Ao mesmo tempo, esse momento carrega a explicitação de novos caminhos, com a busca de inovação político-institucional do associativismo negro. Aqui, em uma segunda dimensão, deve-se negritar a compreensão, reconhecida em parcela significativa desse associativismo no período, de que reivindicações podem e precisam ser traduzidas em propostas de políticas públicas, portanto, ações exequíveis por instituições estatais, o que exige formas de diálogo com agentes estatais e setores outros, na própria sociedade civil, que se disponham aliados, o que passa a se tornar possível com a queda da Ditadura, na segunda metade dos anos 1980. Neste sentido, tanto para reconhecer diferenças (históricas e culturais), quanto para efetivar igualdade, o léxico da luta por direitos, portanto, a disputa pela cidadania (que compõe o nome da Marcha) entra em cena. Isso tensiona a concepção liberal de cidadania, baseada num indivíduo-cidadão abstrato – supostamente sem “raça”, “classe”, “gênero”, “território” etc. Esse aspecto, segundo entendo, é crucial para o impacto do protesto, pois disputa a própria ressignificação da relação entre estado e sociedade nacional no Brasil, bem como a concepção de nação ou “nacional”, potencializando alianças/diálogos/equivalências com outros segmentos subalternizados na chamada sociedade nacional e reconhecendo a própria pluralidade da população negra. A partir daqui, apresento de modo breve como se deu essa disputa/tensionamento, baseada também em articulações/diálogos promovidos pelo movimento negro.

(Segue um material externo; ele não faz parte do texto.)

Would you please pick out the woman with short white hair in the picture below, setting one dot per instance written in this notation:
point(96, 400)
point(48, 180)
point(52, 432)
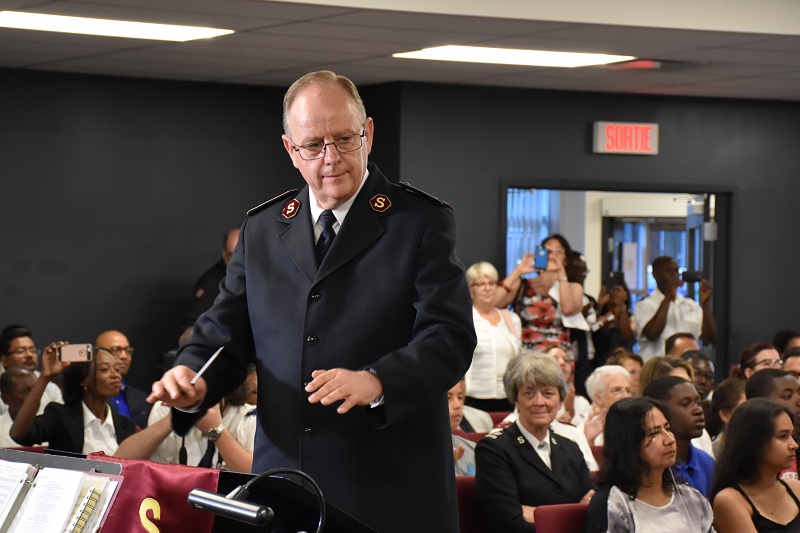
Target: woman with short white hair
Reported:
point(499, 339)
point(607, 385)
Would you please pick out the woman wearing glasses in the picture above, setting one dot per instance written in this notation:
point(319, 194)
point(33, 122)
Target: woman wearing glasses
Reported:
point(757, 357)
point(498, 332)
point(85, 423)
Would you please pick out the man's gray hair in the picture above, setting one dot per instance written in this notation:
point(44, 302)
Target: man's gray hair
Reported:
point(534, 369)
point(321, 77)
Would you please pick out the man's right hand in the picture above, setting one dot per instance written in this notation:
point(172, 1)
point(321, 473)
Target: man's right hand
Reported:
point(175, 390)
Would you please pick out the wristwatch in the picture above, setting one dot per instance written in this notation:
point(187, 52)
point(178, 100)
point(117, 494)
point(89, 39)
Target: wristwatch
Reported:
point(214, 433)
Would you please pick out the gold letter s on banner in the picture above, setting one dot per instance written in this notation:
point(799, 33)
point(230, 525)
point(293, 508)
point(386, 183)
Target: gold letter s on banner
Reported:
point(149, 504)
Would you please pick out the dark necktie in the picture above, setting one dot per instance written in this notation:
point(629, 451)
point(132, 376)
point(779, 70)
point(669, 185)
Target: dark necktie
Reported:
point(326, 238)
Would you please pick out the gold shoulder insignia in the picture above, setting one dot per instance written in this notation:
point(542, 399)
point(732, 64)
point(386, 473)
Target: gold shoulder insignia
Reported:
point(408, 187)
point(493, 434)
point(271, 201)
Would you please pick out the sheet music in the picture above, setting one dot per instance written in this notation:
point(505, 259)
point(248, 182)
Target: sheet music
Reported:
point(50, 501)
point(12, 480)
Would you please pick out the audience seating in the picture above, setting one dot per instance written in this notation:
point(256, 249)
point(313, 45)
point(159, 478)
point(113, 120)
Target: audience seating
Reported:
point(597, 451)
point(565, 518)
point(470, 517)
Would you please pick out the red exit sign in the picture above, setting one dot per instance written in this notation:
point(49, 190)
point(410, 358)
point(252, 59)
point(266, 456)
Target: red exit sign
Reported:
point(634, 138)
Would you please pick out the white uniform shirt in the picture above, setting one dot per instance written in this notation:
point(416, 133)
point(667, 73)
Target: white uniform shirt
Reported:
point(98, 435)
point(684, 316)
point(239, 420)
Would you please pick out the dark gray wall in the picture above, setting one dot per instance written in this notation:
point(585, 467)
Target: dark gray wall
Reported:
point(116, 191)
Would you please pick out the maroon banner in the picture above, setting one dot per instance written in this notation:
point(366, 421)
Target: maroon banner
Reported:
point(152, 497)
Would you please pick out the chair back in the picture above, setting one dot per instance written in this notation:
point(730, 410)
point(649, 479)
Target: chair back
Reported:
point(476, 436)
point(470, 516)
point(498, 417)
point(597, 451)
point(564, 518)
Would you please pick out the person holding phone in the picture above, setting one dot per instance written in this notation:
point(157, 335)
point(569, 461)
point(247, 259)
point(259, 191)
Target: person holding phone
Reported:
point(543, 301)
point(665, 312)
point(85, 423)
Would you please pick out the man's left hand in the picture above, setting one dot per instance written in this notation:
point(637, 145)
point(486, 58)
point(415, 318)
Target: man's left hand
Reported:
point(354, 388)
point(706, 290)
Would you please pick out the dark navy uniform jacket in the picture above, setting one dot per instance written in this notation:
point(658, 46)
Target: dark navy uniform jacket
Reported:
point(391, 296)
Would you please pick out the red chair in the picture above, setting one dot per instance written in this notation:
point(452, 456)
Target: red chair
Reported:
point(461, 433)
point(476, 436)
point(498, 416)
point(564, 518)
point(470, 517)
point(597, 451)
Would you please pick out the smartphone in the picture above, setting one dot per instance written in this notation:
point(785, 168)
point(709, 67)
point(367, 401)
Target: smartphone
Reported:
point(692, 276)
point(542, 255)
point(75, 353)
point(615, 279)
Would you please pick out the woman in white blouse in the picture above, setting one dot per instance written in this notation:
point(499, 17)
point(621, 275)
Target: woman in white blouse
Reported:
point(499, 339)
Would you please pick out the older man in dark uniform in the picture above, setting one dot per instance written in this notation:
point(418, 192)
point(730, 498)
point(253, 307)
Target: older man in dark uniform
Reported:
point(351, 297)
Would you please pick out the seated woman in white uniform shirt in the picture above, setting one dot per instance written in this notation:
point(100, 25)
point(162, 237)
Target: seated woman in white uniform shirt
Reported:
point(499, 339)
point(85, 422)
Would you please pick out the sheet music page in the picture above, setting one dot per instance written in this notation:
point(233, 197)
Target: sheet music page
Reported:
point(102, 505)
point(12, 477)
point(49, 503)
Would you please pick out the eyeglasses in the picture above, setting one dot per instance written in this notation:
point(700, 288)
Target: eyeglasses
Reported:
point(116, 350)
point(769, 363)
point(22, 351)
point(343, 144)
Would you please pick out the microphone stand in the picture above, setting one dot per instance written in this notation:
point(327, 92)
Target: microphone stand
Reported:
point(234, 504)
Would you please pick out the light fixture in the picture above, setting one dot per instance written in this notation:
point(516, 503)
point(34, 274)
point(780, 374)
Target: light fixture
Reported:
point(106, 28)
point(508, 56)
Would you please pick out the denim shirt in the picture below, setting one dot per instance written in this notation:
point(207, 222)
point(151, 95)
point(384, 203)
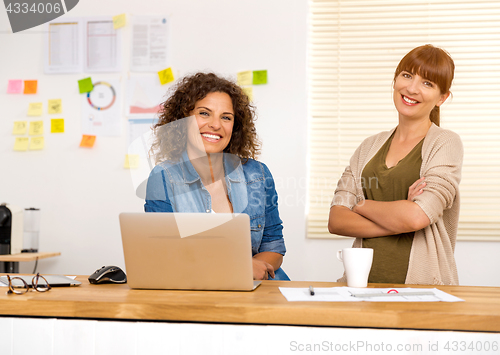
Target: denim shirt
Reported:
point(177, 187)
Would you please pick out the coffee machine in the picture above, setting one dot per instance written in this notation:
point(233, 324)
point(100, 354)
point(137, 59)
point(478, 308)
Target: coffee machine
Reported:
point(11, 234)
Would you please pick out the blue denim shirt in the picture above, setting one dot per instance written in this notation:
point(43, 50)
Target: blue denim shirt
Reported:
point(177, 187)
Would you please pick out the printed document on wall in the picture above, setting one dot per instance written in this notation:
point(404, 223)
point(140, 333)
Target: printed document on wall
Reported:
point(63, 46)
point(149, 43)
point(102, 45)
point(101, 111)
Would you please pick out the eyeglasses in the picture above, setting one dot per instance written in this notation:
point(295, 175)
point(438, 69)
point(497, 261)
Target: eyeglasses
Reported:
point(19, 286)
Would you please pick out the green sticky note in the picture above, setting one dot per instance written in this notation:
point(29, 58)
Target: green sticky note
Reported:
point(259, 77)
point(85, 85)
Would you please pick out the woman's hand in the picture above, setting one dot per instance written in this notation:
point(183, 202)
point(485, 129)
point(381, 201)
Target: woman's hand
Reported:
point(262, 269)
point(416, 189)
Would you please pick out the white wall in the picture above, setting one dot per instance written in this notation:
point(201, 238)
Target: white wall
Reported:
point(82, 191)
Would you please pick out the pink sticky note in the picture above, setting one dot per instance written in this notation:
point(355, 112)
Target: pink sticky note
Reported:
point(30, 86)
point(15, 87)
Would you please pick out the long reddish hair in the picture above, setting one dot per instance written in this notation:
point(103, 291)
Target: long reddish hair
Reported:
point(432, 63)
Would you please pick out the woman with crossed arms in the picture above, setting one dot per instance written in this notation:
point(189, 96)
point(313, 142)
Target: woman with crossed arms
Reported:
point(399, 195)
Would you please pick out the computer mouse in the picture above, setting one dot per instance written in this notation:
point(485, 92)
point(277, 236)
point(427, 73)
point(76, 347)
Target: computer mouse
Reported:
point(108, 274)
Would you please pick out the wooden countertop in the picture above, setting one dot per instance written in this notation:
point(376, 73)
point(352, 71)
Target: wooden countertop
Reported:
point(265, 305)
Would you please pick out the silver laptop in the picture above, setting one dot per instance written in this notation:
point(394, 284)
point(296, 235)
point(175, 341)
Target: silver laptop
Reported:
point(188, 251)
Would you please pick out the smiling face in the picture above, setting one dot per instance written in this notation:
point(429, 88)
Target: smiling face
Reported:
point(215, 119)
point(415, 96)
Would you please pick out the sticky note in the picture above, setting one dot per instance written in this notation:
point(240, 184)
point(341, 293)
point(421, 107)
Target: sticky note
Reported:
point(37, 143)
point(36, 128)
point(166, 76)
point(15, 87)
point(131, 161)
point(57, 125)
point(21, 144)
point(20, 127)
point(249, 91)
point(259, 77)
point(30, 86)
point(244, 78)
point(87, 141)
point(119, 21)
point(85, 85)
point(35, 109)
point(55, 106)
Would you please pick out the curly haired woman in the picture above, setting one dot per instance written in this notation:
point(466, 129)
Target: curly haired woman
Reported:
point(205, 147)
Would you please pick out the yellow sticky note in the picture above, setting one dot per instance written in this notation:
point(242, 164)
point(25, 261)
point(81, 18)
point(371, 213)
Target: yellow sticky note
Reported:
point(249, 91)
point(57, 125)
point(21, 144)
point(35, 109)
point(245, 78)
point(36, 128)
point(37, 143)
point(87, 141)
point(20, 127)
point(119, 21)
point(166, 76)
point(131, 161)
point(55, 106)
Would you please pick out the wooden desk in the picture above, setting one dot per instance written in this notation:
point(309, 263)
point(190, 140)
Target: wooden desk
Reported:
point(10, 262)
point(265, 305)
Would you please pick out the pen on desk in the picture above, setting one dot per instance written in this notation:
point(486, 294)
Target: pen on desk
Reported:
point(311, 290)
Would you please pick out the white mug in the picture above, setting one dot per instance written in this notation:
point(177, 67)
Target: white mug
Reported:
point(357, 265)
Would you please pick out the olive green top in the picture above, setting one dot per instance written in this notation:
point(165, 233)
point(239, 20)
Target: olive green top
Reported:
point(391, 254)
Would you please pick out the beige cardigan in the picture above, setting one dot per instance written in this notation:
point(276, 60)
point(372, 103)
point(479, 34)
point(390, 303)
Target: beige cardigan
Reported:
point(431, 258)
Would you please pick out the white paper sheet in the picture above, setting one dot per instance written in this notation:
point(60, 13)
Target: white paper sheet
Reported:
point(346, 294)
point(102, 45)
point(63, 46)
point(149, 43)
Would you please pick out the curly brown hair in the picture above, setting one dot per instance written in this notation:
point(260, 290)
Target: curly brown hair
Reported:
point(168, 144)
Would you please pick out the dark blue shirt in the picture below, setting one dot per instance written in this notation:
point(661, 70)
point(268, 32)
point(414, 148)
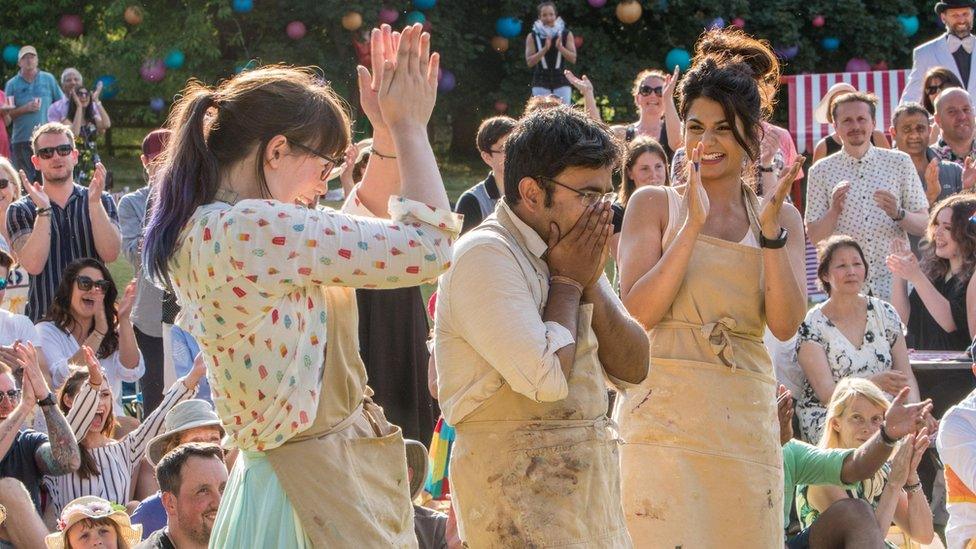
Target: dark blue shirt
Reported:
point(71, 239)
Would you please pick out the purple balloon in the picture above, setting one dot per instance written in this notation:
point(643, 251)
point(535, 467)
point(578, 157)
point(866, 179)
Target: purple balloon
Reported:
point(389, 15)
point(446, 81)
point(153, 70)
point(857, 64)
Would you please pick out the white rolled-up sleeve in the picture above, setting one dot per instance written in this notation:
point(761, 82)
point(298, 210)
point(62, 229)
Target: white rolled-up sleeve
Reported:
point(494, 312)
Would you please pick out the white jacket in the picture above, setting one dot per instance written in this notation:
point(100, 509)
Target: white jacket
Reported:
point(934, 53)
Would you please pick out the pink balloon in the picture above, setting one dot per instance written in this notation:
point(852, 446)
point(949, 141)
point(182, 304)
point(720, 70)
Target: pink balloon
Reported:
point(389, 15)
point(857, 64)
point(70, 26)
point(295, 30)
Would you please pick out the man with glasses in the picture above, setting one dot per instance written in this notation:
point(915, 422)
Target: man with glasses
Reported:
point(32, 92)
point(527, 333)
point(60, 221)
point(29, 455)
point(479, 201)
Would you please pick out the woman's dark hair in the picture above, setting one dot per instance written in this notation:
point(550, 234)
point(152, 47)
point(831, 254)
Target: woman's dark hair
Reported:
point(60, 311)
point(70, 388)
point(738, 72)
point(214, 128)
point(949, 80)
point(825, 253)
point(550, 141)
point(963, 232)
point(73, 107)
point(640, 145)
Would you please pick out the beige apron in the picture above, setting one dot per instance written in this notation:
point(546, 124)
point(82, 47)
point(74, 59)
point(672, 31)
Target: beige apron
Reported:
point(541, 474)
point(346, 476)
point(702, 465)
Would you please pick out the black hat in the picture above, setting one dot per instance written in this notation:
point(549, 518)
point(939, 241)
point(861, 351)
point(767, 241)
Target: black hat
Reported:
point(952, 4)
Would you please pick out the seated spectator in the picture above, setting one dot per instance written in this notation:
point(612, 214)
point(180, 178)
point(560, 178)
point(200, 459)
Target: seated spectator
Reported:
point(847, 522)
point(848, 335)
point(857, 412)
point(940, 310)
point(189, 421)
point(83, 313)
point(192, 479)
point(28, 455)
point(88, 120)
point(479, 201)
point(70, 79)
point(60, 221)
point(107, 465)
point(90, 522)
point(957, 449)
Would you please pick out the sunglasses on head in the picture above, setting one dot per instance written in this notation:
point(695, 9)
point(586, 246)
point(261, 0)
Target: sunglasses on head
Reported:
point(47, 153)
point(86, 283)
point(648, 90)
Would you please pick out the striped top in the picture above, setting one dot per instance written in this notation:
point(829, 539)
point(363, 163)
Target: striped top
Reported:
point(71, 238)
point(118, 460)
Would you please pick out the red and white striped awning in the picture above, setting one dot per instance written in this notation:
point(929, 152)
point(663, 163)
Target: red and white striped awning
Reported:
point(805, 91)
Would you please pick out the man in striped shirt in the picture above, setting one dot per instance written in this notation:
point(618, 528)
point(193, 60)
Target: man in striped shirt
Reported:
point(60, 221)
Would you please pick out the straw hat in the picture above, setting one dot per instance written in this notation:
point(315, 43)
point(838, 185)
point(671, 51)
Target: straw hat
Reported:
point(92, 507)
point(418, 461)
point(186, 415)
point(822, 112)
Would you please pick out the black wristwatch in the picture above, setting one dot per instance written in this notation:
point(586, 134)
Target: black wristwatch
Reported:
point(773, 243)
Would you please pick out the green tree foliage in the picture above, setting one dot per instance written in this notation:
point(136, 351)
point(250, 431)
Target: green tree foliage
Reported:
point(216, 40)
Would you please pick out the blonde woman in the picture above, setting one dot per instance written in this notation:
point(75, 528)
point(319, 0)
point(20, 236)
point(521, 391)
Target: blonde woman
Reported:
point(855, 413)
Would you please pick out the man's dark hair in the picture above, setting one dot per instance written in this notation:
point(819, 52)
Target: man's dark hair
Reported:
point(492, 129)
point(170, 467)
point(907, 108)
point(868, 99)
point(549, 141)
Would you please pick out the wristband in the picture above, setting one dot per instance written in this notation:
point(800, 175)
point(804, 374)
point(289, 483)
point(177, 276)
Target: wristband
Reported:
point(381, 155)
point(890, 442)
point(567, 281)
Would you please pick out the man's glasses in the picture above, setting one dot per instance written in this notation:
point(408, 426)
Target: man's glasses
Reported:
point(648, 90)
point(588, 198)
point(85, 283)
point(47, 153)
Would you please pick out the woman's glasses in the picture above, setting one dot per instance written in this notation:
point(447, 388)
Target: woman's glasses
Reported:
point(648, 90)
point(47, 153)
point(85, 283)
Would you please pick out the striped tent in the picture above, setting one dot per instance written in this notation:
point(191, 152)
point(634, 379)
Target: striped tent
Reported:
point(805, 91)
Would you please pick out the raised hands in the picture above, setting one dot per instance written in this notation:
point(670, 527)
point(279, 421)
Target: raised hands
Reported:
point(582, 253)
point(769, 214)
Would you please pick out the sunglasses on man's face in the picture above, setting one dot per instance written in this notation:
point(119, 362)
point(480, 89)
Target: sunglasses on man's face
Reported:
point(648, 90)
point(86, 283)
point(47, 153)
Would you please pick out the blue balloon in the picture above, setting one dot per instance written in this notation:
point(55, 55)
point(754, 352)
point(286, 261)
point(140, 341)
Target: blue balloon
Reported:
point(830, 43)
point(909, 24)
point(110, 85)
point(415, 17)
point(509, 27)
point(678, 57)
point(10, 54)
point(174, 59)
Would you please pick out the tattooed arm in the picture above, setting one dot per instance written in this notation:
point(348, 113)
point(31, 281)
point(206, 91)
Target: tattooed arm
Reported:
point(61, 454)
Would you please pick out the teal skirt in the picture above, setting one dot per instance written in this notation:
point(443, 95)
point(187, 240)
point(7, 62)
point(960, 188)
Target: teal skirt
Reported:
point(255, 511)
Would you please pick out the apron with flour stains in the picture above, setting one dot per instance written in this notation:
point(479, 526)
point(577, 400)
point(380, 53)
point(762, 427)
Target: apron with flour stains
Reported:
point(701, 463)
point(346, 476)
point(541, 474)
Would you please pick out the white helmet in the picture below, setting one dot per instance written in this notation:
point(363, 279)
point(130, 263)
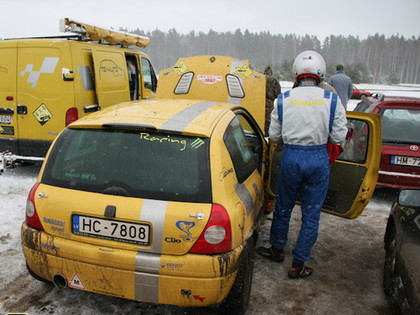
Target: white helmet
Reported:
point(309, 64)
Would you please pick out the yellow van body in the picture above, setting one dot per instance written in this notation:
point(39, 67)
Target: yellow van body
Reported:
point(45, 84)
point(217, 78)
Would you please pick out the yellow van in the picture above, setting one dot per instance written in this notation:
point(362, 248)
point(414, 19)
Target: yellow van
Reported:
point(47, 83)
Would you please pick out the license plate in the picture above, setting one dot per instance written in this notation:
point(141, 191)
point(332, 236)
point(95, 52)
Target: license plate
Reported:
point(405, 160)
point(128, 232)
point(5, 119)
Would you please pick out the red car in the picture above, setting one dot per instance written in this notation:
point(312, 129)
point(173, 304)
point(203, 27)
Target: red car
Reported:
point(358, 94)
point(400, 155)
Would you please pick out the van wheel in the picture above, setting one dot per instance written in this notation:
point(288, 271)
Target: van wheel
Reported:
point(238, 299)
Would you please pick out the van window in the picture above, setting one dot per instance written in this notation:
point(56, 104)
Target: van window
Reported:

O associativismo negro, para chegar à Marcha Zumbi de 1995 – que teve delegações vindas de todas as regiões do país e contou com aproximadamente 30 mil participantes (Domingues, 2024) –, não se constituiu de modo homogêneo, como descreve o próprio documento que registra a posteriori as propostas apresentadas pela organização do protesto ao Congresso Nacional e ao então Presidente da República Fernando Henrique Cardoso (Marcha Zumbi dos Palmares, 1996). Assim, para viabilizar o evento foi necessário, de modo exemplar, a articulação de discursos, estratégias e repertórios diversos – conforme interpretei pontualmente sobre o associativismo negro no contexto pós-Ditadura (Morais, 2016) e de modo mais sistemático como analisam, mesmo com perspectivas distintas, Flávia Rios (2012) e Petrônio Domingues (2024), bem como tantas outras/os importantes intelectuais negras/os e não negras/os. Desde ao menos a Frente Negra Brasileira (FNB), ainda nos anos 1930, a heterogeneidade do movimento negro é observável nas distintas perspectivas ou projetos políticos que o compõem, mas também passa, a partir das décadas de 1980 e 1990, pela multiplicidade de sujeitos e as demandas que expressam suas especificidades, como é o caso de quilombolas e mulheres negras, o que a Marcha Zumbi assim começa a explicitamente reconhecer.

Recorte da participação da filósofa Sueli Carneiro, uma das organizadoras do protesto, em documentário realizado durante e sobre a Marcha (Fonte: Marcha Zumbi dos Palmares, 1995).
Por mais que a liderança de mulheres negras, ao longo do séc. XX, esteja presente em muitos exemplos marcantes como o da frentenegrina Laudelina Campos Melo, que nos anos 1930 foi, nas palavras de Jurema Werneck, a “principal alicerce” da fundação da 1ª associação de trabalhadoras domésticas do estado de São Paulo (Werneck , 2009, p.81), a emergência de organizações específicas de mulheres negras constrói destaque a partir dos anos 1980 e se faz muito presente na passeata de 1995. As organizações de mulheres negras são fundamentais para avanços importantes desde este período, como na apresentação das propostas no âmbito da saúde da população negra, com medidas de grande impacto para a visibilidade necessária às desigualdades raciais, como a instituição da coleta de informações sobre cor/raça nos dados do Sistema Único de Saúde (SUS).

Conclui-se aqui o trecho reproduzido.